Abstract

We thank Dr Kaleda for his commentary [1] on our recent publication [2]. We appreciate his valid observation that mixed two different classifications: one related to single coronary artery [3] and the other related to dual left anterior descending coronary [4]. Angelini et al. [5] suggested a new classification that instead of alphabetical–numerical listings (as R-IIIC type, Type IV dual LAD), preferred to be more descriptive, using clear terminology that identifies each anomaly. Moreover, Angelini preferred to combine the traditional headings ‘anomalies of origin’ and ‘anomalies of course’ in one classification group, because the proximal course of a coronary artery can only be abnormal if the origin of the artery is abnormal (except in the case of intramural or subendocardial coronary arteries) [4]. Recently, Sithamparanathan et al. [6] suggested that previous classifications [3, 4] are limited to invasive angiography and not transferable for use with other imaging modalities. Additionally, they are not applicable to patients with congenital heart disease.

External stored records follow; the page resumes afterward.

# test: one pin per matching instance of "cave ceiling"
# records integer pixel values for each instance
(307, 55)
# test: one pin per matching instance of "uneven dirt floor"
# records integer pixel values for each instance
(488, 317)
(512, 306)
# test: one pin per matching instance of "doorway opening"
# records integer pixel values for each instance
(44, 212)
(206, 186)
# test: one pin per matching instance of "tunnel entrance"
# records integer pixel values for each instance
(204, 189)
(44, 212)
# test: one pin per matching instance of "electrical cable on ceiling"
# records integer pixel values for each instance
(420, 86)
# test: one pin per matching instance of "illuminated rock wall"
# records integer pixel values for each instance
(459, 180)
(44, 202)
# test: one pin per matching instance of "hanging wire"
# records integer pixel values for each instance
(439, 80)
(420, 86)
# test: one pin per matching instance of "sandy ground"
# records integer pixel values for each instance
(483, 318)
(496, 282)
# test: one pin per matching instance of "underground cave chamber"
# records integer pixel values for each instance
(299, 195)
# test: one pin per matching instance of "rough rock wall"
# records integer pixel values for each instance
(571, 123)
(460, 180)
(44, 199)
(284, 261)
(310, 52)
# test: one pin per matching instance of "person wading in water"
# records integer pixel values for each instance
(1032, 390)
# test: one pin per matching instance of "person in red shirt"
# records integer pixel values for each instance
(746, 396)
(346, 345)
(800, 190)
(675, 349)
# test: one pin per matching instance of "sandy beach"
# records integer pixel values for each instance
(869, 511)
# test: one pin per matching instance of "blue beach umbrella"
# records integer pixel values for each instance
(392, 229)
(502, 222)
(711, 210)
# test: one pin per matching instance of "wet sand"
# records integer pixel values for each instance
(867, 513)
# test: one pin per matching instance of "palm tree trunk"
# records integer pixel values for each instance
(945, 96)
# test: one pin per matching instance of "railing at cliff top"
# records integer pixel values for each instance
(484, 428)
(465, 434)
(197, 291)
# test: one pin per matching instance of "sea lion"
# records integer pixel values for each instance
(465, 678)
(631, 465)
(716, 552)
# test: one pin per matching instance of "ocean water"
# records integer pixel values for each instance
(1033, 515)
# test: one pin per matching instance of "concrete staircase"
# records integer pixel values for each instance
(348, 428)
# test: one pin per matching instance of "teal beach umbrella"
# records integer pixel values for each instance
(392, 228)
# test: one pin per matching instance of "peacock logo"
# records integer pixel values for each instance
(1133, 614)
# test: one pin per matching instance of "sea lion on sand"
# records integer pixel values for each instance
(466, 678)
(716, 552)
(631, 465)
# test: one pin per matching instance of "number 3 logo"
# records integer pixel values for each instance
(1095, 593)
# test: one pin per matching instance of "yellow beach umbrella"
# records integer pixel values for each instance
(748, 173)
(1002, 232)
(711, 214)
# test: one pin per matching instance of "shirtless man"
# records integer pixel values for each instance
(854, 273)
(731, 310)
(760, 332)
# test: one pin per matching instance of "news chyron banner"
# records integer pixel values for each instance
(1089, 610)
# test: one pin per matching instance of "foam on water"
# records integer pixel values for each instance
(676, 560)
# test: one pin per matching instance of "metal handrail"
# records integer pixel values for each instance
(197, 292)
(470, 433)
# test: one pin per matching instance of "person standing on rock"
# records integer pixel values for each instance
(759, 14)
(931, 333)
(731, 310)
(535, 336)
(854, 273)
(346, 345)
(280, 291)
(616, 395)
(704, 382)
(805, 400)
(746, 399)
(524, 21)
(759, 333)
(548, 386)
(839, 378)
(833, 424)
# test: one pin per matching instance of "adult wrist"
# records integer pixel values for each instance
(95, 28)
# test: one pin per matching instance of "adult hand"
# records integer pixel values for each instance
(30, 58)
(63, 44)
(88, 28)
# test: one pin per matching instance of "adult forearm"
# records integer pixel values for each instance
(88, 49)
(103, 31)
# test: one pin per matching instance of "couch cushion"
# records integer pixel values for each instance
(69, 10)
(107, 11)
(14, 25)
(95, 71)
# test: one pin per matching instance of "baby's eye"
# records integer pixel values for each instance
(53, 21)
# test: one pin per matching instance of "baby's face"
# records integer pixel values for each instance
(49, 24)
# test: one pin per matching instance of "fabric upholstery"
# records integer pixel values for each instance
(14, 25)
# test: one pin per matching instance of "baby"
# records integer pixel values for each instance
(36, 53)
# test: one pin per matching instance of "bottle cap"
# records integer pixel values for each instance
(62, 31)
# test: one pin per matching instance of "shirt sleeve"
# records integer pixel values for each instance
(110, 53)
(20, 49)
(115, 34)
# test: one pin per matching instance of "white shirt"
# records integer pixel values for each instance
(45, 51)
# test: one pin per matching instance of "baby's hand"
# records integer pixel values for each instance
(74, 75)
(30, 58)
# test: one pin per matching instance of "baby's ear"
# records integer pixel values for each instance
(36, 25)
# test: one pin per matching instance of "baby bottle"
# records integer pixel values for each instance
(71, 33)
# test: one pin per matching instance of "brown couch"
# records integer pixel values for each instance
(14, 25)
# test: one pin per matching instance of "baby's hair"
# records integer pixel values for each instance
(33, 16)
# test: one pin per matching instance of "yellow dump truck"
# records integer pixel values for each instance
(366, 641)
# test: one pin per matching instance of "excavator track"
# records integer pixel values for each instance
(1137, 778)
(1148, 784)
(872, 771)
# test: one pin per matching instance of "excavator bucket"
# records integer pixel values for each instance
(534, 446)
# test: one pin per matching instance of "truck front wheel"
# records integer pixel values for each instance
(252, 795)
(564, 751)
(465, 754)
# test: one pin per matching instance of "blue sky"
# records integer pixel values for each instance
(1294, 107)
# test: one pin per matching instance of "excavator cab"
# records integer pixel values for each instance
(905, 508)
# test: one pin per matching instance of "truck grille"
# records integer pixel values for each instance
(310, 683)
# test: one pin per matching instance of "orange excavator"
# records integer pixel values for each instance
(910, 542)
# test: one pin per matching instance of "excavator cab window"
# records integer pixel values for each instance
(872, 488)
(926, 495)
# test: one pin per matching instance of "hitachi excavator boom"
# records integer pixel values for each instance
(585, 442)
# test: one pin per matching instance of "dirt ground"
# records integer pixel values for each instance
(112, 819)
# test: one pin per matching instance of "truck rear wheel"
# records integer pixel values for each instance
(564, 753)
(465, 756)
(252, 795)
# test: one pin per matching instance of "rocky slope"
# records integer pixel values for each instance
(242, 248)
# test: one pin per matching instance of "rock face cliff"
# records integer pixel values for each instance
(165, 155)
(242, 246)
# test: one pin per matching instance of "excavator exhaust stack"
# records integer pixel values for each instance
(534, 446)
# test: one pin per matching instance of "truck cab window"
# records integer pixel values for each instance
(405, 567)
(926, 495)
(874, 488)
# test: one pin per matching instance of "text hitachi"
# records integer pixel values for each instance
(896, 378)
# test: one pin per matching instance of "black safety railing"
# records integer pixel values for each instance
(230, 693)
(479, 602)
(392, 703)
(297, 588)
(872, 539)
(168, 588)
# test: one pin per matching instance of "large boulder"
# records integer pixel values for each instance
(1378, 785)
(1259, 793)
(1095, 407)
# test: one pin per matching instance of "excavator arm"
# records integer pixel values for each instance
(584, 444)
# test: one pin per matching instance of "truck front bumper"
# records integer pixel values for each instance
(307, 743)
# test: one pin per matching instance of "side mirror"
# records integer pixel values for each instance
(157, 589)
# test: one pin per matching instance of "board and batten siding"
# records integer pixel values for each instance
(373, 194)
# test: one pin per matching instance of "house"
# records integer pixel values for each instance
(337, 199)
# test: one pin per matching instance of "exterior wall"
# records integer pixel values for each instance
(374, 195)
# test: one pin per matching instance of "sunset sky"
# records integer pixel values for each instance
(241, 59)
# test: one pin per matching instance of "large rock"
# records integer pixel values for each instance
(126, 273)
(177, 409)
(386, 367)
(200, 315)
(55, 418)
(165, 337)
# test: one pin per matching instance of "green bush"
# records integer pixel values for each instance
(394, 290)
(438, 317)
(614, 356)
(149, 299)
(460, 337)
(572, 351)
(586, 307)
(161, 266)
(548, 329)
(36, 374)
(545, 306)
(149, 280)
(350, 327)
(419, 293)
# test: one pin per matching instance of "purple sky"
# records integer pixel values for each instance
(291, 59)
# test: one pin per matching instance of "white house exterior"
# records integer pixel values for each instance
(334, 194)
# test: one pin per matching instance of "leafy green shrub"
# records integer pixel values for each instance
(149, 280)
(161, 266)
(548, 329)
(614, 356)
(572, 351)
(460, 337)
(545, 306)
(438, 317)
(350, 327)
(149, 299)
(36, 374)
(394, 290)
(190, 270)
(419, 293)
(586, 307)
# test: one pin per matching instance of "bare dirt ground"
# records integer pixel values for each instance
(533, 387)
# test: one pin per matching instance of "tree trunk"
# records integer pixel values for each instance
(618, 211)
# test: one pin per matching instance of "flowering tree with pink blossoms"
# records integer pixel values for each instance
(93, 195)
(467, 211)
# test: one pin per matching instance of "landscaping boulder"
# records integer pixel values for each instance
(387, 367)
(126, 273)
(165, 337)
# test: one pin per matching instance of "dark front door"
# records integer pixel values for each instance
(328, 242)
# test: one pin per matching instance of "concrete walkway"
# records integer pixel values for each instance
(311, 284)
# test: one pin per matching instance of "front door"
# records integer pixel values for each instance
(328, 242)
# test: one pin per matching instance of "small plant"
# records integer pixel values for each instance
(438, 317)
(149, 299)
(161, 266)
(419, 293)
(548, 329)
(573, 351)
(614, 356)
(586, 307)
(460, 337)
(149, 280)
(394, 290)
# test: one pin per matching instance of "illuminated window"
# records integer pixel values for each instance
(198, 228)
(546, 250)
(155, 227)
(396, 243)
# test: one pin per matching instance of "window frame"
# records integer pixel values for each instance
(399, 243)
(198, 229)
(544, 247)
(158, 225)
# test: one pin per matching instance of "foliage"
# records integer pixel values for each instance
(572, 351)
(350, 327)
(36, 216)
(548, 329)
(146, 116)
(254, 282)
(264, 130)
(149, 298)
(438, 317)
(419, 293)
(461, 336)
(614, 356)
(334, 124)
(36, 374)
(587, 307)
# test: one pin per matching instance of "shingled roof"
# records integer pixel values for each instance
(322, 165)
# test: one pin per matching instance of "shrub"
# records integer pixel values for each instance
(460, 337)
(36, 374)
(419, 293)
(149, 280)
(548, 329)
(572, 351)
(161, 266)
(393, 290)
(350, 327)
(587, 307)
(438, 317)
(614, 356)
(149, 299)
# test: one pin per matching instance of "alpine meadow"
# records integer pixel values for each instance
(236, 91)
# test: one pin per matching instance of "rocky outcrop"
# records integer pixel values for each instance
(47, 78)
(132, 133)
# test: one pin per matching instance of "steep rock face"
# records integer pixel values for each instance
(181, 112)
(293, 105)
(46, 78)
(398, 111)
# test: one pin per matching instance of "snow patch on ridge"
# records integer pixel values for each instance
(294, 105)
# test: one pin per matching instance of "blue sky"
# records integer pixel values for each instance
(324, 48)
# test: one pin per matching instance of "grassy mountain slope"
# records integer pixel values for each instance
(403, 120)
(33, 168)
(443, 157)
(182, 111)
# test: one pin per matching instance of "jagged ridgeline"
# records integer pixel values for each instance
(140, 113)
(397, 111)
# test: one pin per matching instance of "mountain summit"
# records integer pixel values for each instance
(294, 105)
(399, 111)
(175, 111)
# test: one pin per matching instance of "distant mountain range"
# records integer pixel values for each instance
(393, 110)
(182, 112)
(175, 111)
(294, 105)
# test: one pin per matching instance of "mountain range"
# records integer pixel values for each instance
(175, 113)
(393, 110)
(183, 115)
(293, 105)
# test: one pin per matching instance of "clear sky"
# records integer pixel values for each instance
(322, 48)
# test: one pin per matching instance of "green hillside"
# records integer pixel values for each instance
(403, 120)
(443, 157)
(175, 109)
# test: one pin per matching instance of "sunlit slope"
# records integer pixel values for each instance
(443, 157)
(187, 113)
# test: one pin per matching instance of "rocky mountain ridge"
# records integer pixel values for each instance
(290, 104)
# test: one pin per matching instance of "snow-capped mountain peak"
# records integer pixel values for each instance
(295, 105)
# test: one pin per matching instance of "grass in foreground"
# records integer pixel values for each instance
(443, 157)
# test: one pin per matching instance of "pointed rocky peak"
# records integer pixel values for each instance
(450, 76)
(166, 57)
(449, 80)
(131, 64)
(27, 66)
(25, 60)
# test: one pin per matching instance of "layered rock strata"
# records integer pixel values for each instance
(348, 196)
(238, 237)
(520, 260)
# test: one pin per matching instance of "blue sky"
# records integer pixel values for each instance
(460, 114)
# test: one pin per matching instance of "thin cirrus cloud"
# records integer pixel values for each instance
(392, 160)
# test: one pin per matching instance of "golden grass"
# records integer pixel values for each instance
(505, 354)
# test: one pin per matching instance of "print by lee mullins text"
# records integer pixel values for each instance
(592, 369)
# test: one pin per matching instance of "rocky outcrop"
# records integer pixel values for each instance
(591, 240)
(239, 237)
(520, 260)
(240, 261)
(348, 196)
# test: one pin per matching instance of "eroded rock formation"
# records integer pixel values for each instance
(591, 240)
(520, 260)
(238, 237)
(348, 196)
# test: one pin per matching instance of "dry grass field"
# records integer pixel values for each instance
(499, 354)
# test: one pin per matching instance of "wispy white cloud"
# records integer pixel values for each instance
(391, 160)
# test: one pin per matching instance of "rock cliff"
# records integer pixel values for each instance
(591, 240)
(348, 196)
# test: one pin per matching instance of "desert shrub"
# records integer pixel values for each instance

For all these reasons, Sithamparanathan et al. have proposed a new descriptive and alphanumeric classification for the complete delineation of coronary anatomy and great vessels. However this new classification needs to be clinically validated in the near future [6]. In our recent publication [2], the coronary anomaly was correlated with a single coronary ostium and the left circumflex artery presented a retroaortic path and partly supplied the proximal portion of the anterior interventricular sulcus. This anatomical pattern did not contraindicate a conventional surgical approach to the aortic valve. It is important to recognize preoperatively coronary anomalies in order to understand the pathophysiological mechanisms that could be potentially lethal during cardiac surgery. For this reason, we consider that any classification should be clinically oriented [5].